• Alan Hobart of the Pyms Gallery:
“The sale was well handled and had a good response. It’s another step as the market globalises. You have to admire the auctioneers and the artist for doing this.
“I don’t think it’ll damage dealers. How many dealers could have staged a one-artist show like this anyway?
“I’m also not sure it will lead to more artists consigning directly to auction – there have been artists before who have done so, it won’t change all that much.
“The contemporary boom could take money from other areas, but those are depleted anyway. It’s difficult to buy Old Masters and 17th and 18th century works. In the contemporary market, there’s a great deal more choice for buyers.”
• Alan Cristea, dealer in original and contemporary prints:
“The sale was unprecedented but I’m not concerned it will change much. I represent a lot of artists, but only a few artists, if any, could do what Damien has done.
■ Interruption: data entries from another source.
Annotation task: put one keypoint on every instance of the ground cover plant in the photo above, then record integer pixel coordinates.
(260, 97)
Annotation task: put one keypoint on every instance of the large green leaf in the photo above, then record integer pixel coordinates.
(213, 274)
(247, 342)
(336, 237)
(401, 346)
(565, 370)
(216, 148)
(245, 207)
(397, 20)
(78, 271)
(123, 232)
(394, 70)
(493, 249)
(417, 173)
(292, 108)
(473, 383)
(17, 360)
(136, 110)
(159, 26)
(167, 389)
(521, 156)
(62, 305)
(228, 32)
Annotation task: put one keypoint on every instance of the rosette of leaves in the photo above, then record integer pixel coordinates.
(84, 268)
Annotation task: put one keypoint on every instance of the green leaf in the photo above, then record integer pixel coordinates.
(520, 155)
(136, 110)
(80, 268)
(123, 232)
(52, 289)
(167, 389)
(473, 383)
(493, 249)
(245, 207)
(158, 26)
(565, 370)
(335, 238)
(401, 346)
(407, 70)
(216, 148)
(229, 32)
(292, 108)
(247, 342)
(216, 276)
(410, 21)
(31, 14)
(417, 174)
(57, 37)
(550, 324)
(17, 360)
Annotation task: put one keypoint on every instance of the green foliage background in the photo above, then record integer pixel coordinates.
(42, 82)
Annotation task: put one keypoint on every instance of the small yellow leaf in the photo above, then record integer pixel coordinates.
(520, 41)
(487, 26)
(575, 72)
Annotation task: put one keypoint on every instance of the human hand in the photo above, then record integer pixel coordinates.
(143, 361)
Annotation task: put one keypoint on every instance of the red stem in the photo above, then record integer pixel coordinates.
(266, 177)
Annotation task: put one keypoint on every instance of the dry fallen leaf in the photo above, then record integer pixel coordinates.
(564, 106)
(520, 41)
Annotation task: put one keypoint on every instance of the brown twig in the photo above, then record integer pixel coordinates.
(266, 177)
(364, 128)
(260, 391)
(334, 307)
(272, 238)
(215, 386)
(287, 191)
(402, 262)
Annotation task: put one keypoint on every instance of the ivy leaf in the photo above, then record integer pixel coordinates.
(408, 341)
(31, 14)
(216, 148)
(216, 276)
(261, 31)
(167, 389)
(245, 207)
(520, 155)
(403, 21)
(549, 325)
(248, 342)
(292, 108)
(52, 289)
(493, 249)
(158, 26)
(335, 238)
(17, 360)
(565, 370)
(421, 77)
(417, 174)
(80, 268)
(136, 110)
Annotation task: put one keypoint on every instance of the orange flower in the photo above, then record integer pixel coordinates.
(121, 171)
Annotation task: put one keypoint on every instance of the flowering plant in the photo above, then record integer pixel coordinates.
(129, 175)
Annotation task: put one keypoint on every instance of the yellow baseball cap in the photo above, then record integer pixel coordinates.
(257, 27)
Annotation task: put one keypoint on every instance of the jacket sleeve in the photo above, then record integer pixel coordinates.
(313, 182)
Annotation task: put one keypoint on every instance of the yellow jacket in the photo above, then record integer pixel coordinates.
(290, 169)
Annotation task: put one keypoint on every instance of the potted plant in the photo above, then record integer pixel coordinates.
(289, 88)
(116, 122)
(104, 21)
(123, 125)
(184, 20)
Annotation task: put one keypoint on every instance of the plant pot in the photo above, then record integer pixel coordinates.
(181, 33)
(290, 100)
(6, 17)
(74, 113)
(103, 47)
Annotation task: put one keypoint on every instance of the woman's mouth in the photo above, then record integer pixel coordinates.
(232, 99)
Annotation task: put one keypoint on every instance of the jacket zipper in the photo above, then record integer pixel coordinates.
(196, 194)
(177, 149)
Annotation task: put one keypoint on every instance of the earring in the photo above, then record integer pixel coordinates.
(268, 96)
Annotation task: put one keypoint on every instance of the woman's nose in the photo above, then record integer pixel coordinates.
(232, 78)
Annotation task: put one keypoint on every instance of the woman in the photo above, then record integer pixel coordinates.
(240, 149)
“Damien’s celebrity factor helps prices soar. It was good for the market that the sale did well as it could have eroded confidence. But it won’t set a huge precedent and we won’t see prices doubling in the next round of auctions now that the Hirst sale did well.”
• Adrian Mibus, director of Whitford Fine Art:
“If another artist did this without Hirst’s celebrity status, it would flop. This was a test, but it won’t continue. I doubt we’ll see a repeat of this sale.
“The auctioneers have no doubt looked at their client list and realised they could sell over 200 works by Hirst. It was obvious they trying to appeal to Russian, Indian and Arab buyers.
“Auctioneers have been encroaching bit by bit onto dealers’ territory. With this sale there is no doubt an even greater conflict of interest as it is difficult to define what is the status of the auction house. They are more than simply auctioneers here.”